1979 Wilkinson Sword.
Wilkinson sword announced that they would sponsor an annual Award of Merit scheme. Made by the company's own craftsmen, the 42" sword has a rosewood grip embossed on gold plate and is handsomely mounted on a wall plaque. The trophy was valued at £300.
1979 Poland Prospects.
There were reports that cycle speedway existed in Poland, these being strengthened by a postcard received from Poland by John Mealing(National Competitions Secretary) requesting details of the sport.
1979 21st Birthday Down Under.
The Findon Club celebrated it's 21st Birthday with a party at its Reserve Parade Headquarters. Twenty year old Scottish born Neil Toye won the Australian National Title at Findon in April. This was his first title victory in six years of racing.
1979 24" Tyre is Introduced.
News that initial supplies of the 24" Leo Gripsters were now available was welcomed by the cycle speedway fraternity. Retailing at around £2.00p each, the tyre will satisfy the demands of the 9-13 year olds within the sport who have found it so hard to compete on a full size bike.
1980 Enter TSB as Sponsors.
One of Britain's Biggest Banks will sponsor the British Under 21 Championship this year. The sponsorship deal was announced by the TSB Marketing Director Mr John Warner, who stated how pleased he was to be sponsoring the 1980 Youth Championship. This now means that all the British Cycle Speedway Championships will be sponsored in 1980.
1980 Lions Squad announced for Aussie Tour.
After a lengthy session behind closed doors at London's Bedford College, the National Selectors have chosen the following squad for the 1981 International Test Series in Australia.
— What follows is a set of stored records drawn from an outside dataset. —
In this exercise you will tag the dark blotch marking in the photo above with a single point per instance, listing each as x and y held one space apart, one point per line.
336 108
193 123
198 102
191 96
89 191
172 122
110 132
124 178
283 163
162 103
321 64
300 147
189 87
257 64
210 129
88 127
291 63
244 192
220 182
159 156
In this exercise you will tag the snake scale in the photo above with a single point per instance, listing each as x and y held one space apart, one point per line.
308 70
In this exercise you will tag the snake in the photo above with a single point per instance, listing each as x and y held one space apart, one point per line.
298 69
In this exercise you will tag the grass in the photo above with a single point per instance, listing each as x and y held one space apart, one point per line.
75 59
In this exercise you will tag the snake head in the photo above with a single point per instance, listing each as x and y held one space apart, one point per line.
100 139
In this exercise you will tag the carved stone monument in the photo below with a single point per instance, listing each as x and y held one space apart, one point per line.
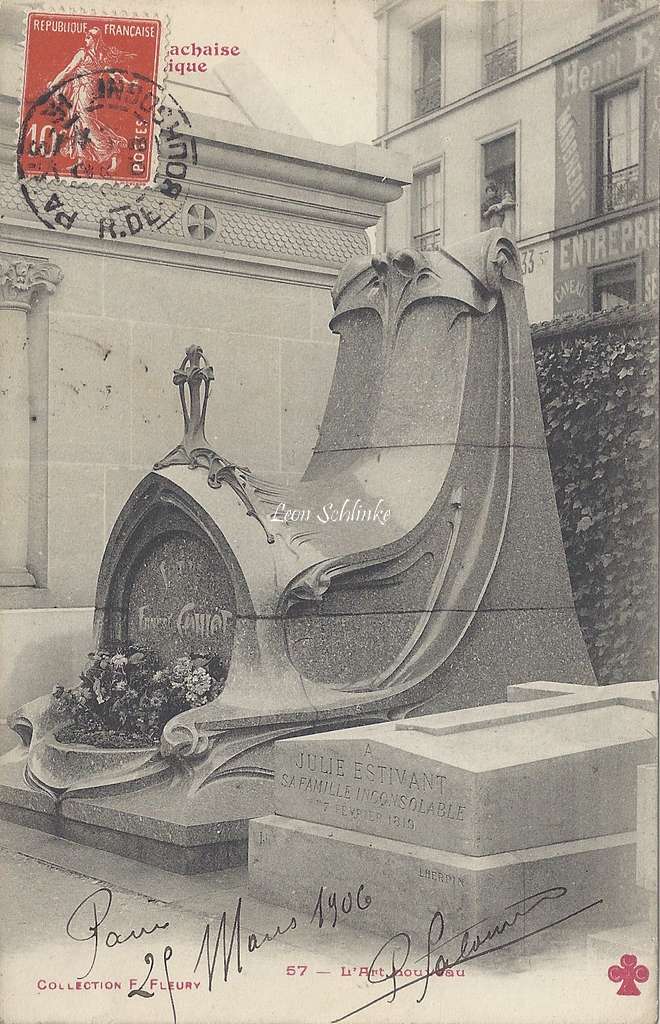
522 811
418 565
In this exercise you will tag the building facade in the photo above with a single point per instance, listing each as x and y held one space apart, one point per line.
101 291
543 118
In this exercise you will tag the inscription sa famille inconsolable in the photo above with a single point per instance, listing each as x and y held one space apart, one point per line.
180 600
369 793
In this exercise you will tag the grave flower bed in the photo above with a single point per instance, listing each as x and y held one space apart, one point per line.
125 698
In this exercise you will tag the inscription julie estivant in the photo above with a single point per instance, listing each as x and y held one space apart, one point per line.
363 785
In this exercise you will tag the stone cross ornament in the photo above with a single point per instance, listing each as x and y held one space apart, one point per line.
195 373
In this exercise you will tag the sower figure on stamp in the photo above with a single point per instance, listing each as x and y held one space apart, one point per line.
88 140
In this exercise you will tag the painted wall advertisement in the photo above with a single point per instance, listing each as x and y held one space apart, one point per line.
597 228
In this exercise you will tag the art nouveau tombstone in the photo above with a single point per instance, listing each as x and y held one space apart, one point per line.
416 566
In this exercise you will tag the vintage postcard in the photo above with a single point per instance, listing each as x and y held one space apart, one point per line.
328 589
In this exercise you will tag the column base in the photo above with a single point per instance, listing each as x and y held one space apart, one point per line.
16 578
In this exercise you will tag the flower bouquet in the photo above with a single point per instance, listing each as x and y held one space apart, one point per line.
125 698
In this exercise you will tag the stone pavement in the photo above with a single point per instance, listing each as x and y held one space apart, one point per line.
50 924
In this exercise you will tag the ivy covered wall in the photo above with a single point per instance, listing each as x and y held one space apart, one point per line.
598 378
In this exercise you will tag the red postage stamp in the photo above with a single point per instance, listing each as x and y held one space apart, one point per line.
89 97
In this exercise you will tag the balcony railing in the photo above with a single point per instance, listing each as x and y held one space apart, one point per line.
428 97
430 240
500 64
610 8
620 188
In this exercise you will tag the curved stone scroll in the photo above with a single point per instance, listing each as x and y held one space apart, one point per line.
463 590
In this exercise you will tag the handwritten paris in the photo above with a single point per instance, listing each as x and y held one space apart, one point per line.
226 945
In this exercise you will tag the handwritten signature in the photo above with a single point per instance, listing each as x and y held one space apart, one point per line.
397 949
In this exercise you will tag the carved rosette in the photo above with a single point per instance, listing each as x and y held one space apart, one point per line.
22 279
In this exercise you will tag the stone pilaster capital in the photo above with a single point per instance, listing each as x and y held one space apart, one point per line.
22 279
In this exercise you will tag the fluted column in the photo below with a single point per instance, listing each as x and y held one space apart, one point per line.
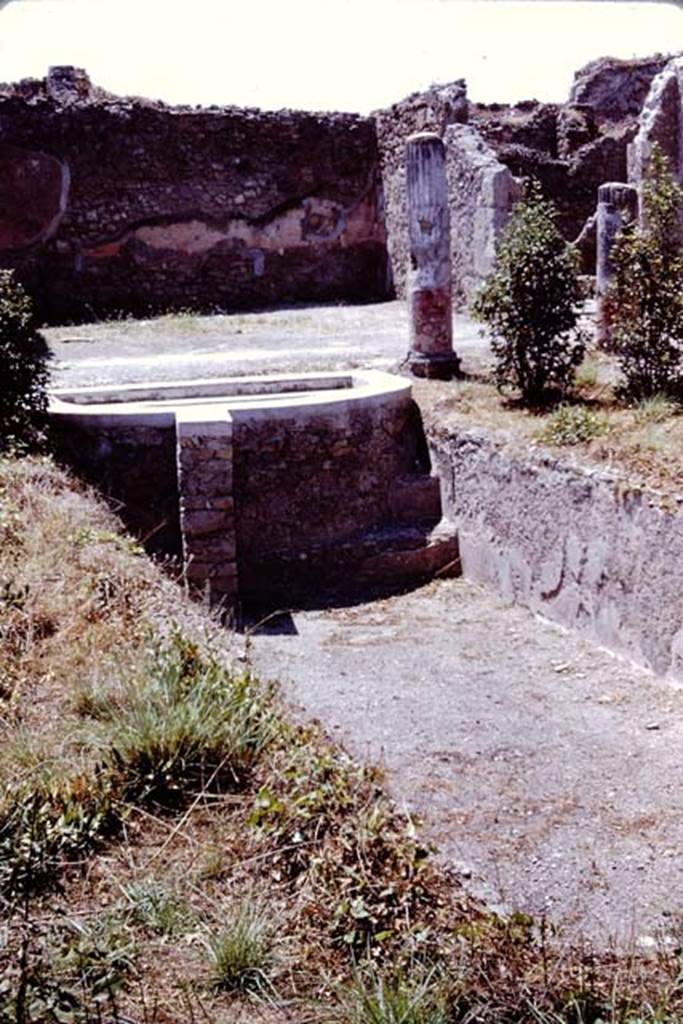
617 206
429 290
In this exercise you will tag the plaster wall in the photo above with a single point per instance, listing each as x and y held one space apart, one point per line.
115 205
582 547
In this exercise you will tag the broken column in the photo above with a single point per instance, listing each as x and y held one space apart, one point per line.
431 351
617 207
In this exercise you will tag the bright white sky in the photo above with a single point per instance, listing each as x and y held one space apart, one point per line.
329 54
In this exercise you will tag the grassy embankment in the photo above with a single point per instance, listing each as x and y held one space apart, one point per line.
173 849
641 441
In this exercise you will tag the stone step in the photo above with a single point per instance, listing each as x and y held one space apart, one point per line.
390 557
416 499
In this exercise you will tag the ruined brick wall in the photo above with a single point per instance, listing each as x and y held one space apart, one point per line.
433 110
117 205
481 194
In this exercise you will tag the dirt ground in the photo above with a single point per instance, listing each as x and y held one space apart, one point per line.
546 769
296 340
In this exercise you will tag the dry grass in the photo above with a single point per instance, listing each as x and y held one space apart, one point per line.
133 916
644 441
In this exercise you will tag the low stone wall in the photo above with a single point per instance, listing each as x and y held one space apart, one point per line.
272 488
580 546
308 479
134 465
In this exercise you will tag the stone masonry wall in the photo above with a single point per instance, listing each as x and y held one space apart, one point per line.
135 467
207 507
660 122
481 193
111 204
310 481
580 546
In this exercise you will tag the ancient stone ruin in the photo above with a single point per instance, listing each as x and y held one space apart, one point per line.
114 205
126 206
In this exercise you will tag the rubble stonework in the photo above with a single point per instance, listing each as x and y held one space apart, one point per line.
429 287
175 207
617 207
113 205
615 89
660 122
582 547
206 503
481 194
279 487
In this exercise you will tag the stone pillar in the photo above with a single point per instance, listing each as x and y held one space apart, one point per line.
207 510
429 299
617 206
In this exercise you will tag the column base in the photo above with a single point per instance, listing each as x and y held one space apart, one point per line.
439 368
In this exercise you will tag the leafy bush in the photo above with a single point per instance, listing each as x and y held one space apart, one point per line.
24 374
647 291
44 825
531 302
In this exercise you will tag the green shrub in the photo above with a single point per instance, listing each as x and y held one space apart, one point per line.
647 291
43 826
531 302
24 374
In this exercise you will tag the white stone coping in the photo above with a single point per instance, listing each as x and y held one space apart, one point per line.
272 395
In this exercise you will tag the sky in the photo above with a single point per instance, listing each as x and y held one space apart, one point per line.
329 54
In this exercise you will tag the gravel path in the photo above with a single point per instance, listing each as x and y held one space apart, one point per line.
548 770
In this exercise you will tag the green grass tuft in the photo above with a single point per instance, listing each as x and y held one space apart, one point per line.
242 954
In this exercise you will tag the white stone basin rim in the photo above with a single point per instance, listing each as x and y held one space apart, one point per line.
271 394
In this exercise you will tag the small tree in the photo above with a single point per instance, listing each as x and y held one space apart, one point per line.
531 302
647 291
24 373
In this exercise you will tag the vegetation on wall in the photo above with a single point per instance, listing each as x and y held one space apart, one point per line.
531 302
647 290
24 374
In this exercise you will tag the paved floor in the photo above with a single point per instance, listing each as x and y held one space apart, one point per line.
548 770
279 341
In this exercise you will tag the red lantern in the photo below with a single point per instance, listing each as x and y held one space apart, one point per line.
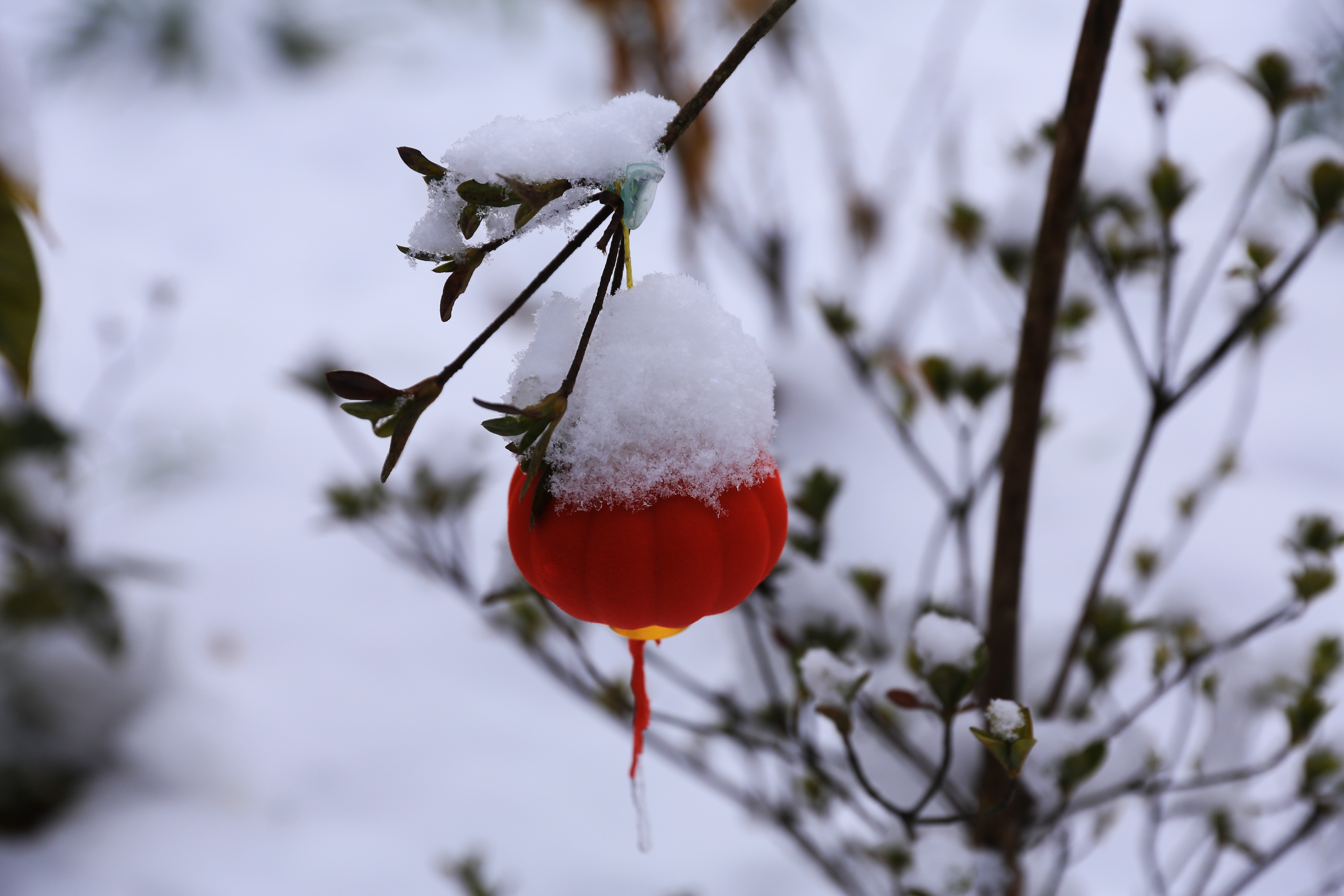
650 572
The Full Squad is: Tour Director - Graham Sutton; Team Manager - Dave Blinston; Riders: Alan Cox(London); Roger Ellis(Wolverhampton); Martin Gamble(Sheffield); Ian Gill(Tilbury); Mike Hack(Stoke); Geoff Patman(Bristol); Phil Pilbrow(Norwich); Pip Serbert(Halifax); Colin Sutton(Poole); John Vallis(Oxford); Rod Witham(Brandon). Non travelling reserves: Andy Dack(Ipswich); Dave Parsons(Wolverhampton); Tony Ridgwell(Southend); Andy Schofield(Hull).
1981 Lions Arrive in Australia.
On the 22nd February 1981 flight BA11 lifted off from Heathrow Airport with the British Lions on board, it's destination Australia. The trip had been made possible by the perseverance of Cycle Speedway Council Promotions Officer Rod Witham, his Aussie counterpart Mick Harley, a valiant band of pioneers, plus a sizeable grant from the Sports Council. Great Britain were unbeaten in the Test Series, winning by seven rubbers to nil, whilst popular Phil Pilbrow from Norwich became the first Cycle Speedway World Master.
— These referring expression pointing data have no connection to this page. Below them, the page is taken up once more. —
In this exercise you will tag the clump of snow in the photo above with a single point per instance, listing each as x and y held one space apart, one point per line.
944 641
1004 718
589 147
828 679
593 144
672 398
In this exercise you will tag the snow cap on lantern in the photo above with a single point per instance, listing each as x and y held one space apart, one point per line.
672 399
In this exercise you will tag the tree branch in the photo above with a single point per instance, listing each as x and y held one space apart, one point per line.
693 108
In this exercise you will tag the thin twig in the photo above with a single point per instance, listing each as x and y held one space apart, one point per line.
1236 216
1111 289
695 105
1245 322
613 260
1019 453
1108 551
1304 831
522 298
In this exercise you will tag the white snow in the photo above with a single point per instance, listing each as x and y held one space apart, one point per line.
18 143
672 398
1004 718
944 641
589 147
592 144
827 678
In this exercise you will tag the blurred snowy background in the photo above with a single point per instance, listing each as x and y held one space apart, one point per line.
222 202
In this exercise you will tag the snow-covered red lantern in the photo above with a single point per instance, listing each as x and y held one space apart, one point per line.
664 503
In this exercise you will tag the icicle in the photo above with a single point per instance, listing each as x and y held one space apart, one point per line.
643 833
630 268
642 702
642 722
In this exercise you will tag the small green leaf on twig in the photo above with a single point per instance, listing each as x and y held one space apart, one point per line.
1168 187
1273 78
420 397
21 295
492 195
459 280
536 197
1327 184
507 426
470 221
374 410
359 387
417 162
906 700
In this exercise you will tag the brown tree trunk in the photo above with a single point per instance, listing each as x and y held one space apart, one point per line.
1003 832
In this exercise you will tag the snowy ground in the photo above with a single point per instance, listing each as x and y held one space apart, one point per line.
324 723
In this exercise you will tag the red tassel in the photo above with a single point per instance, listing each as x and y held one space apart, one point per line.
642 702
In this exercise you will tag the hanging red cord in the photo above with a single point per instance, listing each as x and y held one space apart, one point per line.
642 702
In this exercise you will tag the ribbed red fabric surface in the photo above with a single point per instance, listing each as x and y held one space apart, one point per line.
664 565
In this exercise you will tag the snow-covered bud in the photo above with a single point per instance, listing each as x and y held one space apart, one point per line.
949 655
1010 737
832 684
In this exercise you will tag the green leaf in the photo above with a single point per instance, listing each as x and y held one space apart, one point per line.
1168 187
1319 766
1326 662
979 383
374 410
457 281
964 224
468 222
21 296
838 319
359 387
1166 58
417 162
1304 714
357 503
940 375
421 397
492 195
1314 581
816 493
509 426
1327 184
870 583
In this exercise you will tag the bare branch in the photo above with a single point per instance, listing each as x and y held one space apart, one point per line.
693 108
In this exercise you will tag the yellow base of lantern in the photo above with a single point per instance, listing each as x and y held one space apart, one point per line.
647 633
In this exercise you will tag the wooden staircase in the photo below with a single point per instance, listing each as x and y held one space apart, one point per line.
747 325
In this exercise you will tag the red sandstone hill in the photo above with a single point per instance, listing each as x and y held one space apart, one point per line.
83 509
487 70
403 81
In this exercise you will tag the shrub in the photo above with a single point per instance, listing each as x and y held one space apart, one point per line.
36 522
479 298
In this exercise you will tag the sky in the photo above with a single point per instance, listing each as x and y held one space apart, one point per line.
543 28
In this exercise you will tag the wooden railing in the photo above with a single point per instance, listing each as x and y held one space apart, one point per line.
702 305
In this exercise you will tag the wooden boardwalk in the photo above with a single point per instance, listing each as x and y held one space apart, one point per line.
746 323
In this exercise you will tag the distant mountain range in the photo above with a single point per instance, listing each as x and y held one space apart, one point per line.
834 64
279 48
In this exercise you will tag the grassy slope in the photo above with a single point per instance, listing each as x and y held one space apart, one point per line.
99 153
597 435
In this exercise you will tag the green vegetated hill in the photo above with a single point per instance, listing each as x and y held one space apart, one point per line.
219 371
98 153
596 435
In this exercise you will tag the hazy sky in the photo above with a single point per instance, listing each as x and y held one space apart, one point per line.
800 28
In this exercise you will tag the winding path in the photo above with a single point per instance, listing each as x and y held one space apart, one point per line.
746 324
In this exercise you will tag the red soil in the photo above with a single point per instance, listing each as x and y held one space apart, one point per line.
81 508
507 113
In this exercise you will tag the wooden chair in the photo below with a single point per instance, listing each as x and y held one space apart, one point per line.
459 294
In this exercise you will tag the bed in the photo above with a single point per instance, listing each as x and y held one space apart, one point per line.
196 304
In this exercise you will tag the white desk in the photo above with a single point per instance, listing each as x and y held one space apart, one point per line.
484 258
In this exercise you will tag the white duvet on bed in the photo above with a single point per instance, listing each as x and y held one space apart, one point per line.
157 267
1983 First Australian National Team Visits the UK.
In 1983 the first ever Australian National team visited the UK to compete in the World Cup Finals at King George V Playing Fields, Grays, Essex, the home of the Thurrock CSC. England won the event with 49 points, Wales came runners up with 44, Scotland third on 38, and Australia next on 25.